Simple Sticky Toffee Pudding
Ingredients
- 8 oz pitted & dried Medjool dates, chopped (225 g)
- 1 cup (240 ml) boiling water
- 1 tsp baking soda
- 1/3 cup (75 g) unsalted butter, room temp
- 3/4 cup (150 g) brown sugar, packed
- 2 large eggs, room temp
- 2 tsp Amoretti Vanilla Bean Paste
- 3 tbsp honey
- 2 tbsp maple syrup
- 1 2/3 cups (210 g) all-purpose flour
- 1 1/2 tsp baking powder
- Pinch of salt
Toffee sauce
- 1 cup (240 ml) heavy cream
- 1/2 cup (115 g) unsalted butter
- 1 cup (160 g) light brown sugar
- 1 tsp salt
- 2 tsp Amoretti Vanilla Bean Paste
Preparation
Soak the chopped dates in boiling water with baking soda for 10 minutes.

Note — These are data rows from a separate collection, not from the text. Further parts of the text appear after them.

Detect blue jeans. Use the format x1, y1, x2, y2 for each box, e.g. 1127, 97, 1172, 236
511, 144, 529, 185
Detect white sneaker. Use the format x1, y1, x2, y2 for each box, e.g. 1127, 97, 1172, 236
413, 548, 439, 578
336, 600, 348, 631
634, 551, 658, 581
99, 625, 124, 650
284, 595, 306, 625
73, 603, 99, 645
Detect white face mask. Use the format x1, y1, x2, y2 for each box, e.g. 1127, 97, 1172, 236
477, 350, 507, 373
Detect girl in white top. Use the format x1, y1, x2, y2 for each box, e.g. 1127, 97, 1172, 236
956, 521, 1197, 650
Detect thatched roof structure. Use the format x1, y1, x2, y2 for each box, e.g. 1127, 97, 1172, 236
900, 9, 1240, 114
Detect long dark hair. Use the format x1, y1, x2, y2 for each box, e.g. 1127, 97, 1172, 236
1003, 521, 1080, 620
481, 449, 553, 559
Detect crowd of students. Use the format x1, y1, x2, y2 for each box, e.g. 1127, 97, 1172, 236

Cream the butter and brown sugar until light and fluffy.
Add the eggs one at a time, beating well after each addition.
Stir in the vanilla bean paste, honey, and maple syrup.
Gradually add the flour, baking powder, and salt, mixing until combined.
Pour the batter into a greased baking dish and bake at 350°F for 30-40 minutes or until a toothpick inserted comes out clean.
Meanwhile, combine heavy cream, unsalted butter, light brown sugar, salt, and vanilla bean paste in a saucepan.
Heat the sauce over medium heat, stirring until the sugar dissolves and the sauce thickens, about 5 minutes.
Once the pudding is baked, remove from oven, poke holes all over with a fork, and pour the warm toffee sauce over it.
Allow the pudding to soak in the sauce for a few minutes before serving.
Tips
Use maple syrup and honey instead of golden syrup or molasses for a cleaner flavor.
Incorporate Amoretti Vanilla Bean Paste for a deep vanilla flavor and visible specks.
Poke holes in the warm pudding to allow the sauce to soak in and enhance moisture.